Элизабет не пришлось долго ждать приглашения, которое прибыло в Хэтфилд неделю спустя в седельной сумке посыльного в зеленой с белым ливрее дома Тюдоров.

– Элизабет, его величество король приглашает вас в Хэмптон-корт, – радостно сообщила ей леди Брайан. – Нужно собираться.

Последовали поспешные сборы. Груда маленькой одежды из сундука и с вешалок на стене – сорочки, платья, юбки, рукава, чепчики и чулки – отправилась в большой дорожный кофр. Сверху лежали лютня Элизабет и азбука, по которой она учила буквы.
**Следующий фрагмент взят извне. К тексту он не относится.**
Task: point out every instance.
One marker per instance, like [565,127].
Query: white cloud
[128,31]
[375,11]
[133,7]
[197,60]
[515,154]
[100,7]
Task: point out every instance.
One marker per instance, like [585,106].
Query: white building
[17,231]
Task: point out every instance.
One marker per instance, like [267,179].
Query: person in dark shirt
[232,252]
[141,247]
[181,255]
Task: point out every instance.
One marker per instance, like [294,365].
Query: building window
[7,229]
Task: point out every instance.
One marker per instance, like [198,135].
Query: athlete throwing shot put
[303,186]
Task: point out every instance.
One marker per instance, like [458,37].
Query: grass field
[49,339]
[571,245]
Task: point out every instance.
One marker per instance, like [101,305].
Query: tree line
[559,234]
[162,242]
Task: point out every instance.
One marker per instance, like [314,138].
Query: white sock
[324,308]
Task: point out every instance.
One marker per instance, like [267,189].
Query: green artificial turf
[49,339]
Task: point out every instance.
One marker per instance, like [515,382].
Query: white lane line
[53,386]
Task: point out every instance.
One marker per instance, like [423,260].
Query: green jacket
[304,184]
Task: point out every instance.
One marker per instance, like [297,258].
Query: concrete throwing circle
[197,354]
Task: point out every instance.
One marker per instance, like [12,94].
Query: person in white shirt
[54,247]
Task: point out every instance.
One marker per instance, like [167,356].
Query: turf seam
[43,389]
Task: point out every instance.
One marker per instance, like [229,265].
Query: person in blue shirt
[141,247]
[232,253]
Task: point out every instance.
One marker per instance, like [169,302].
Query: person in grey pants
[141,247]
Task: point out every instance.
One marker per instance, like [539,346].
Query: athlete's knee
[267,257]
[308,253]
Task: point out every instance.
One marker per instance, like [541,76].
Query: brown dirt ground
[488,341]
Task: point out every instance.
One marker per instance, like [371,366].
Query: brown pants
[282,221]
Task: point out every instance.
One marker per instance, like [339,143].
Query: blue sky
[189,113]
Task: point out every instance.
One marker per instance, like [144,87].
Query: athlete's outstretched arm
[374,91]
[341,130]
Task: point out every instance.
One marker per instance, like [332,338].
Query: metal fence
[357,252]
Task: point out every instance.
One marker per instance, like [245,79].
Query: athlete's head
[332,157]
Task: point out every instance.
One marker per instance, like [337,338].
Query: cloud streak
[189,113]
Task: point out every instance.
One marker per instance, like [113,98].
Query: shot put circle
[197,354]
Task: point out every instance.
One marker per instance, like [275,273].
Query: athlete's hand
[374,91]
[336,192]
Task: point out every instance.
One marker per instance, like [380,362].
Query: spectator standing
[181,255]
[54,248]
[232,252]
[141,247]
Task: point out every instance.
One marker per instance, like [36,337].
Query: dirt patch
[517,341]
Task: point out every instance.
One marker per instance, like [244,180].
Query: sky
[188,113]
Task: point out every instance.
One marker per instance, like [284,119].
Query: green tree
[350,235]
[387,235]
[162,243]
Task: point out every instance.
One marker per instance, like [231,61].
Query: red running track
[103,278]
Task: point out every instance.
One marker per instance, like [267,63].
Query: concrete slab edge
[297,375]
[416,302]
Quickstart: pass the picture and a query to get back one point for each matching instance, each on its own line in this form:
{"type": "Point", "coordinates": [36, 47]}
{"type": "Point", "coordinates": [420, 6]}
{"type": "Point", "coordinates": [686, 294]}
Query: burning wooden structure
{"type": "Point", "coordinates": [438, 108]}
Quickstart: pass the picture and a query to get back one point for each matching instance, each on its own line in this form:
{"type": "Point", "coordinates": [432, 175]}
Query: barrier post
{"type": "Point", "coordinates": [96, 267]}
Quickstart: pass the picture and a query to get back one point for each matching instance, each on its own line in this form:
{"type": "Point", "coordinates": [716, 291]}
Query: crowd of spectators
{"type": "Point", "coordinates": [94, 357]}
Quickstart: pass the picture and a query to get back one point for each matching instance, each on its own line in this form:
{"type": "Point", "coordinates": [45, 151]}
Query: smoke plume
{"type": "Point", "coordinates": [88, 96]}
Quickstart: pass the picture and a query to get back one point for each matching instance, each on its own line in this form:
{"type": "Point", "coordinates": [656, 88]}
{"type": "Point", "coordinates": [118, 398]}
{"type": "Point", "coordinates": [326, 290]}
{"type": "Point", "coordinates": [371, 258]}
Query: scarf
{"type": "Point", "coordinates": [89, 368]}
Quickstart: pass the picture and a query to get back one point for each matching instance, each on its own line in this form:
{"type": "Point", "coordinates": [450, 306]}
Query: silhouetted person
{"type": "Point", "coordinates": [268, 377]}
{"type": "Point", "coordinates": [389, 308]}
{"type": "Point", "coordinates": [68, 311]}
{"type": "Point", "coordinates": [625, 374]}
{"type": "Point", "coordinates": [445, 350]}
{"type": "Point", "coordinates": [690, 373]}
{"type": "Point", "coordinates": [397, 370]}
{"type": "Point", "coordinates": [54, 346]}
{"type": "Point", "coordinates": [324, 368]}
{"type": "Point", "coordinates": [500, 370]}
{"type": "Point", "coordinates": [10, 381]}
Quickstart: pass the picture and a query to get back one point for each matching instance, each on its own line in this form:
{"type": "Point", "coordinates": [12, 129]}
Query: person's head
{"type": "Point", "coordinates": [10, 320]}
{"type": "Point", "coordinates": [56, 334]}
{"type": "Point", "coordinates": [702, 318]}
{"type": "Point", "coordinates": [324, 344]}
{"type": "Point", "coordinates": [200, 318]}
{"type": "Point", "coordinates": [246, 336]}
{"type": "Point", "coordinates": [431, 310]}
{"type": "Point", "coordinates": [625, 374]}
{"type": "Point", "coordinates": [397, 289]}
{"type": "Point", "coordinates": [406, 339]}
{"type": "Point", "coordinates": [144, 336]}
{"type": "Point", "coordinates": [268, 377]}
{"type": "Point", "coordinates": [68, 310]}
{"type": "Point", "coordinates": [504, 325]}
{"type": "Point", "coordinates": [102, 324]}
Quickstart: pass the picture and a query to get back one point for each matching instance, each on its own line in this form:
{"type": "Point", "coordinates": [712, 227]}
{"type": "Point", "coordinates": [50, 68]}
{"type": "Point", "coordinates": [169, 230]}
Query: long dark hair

Ее кукле предстояло путешествовать в экипаже вместе с ней.

Поскольку рессор у экипажа не было, путь по ухабистой Большой Северной дороге в Лондон был долог и не слишком приятен, несмотря на толстые подушки, устилавшие внутренность экипажа Элизабет и леди Брайан. Он покачивался и подпрыгивал на ухабах, отчего девочку подташнивало, но она не обращала внимания на неудобства, зарывшись в подушки, – ведь она ехала ко двору знакомиться с новой мачехой! После дворца Уайтхолл стало легче: они смогли выехать на недавно построенную личную королевскую дорогу, ведшую через Челси до самого Хэмптон-корта.

Глядя в окно, Элизабет видела ветхие жилища бедноты, теснившиеся вокруг Вестминстерского аббатства, прочные деревянные дома процветающих торговцев, церкви со звенящими колоколами и сновавших повсюду горожан. Она то и дело морщила нос от вони нечистот, гниющей еды и немытых тел или при виде нищего в лохмотьях, с покрытой язвами культей, но после снова выглядывала, ободренная широкой улыбкой розовощекой домохозяйки, смело предлагавшей ей яблоко из своей корзины. Внезапно раздался удар, и о раскрашенный борт экипажа разбилось метко брошенное яйцо. Леди Брайан с негодованием погрозила кулаком сорванцу, который нахально показал ей нос и скрылся в переулке.

По обочинам собирались люди, благоговейно взирая на прекрасный экипаж Элизабет с королевским гербом и взмахами рук приветствуя его маленькую пассажирку. Элизабет нравилось, что ее считают столь важной персоной, а при виде домотканых одеяний простонародья она радовалась, что живет не в скромных домах, подобно им, а в большом дворце и носит роскошные платья.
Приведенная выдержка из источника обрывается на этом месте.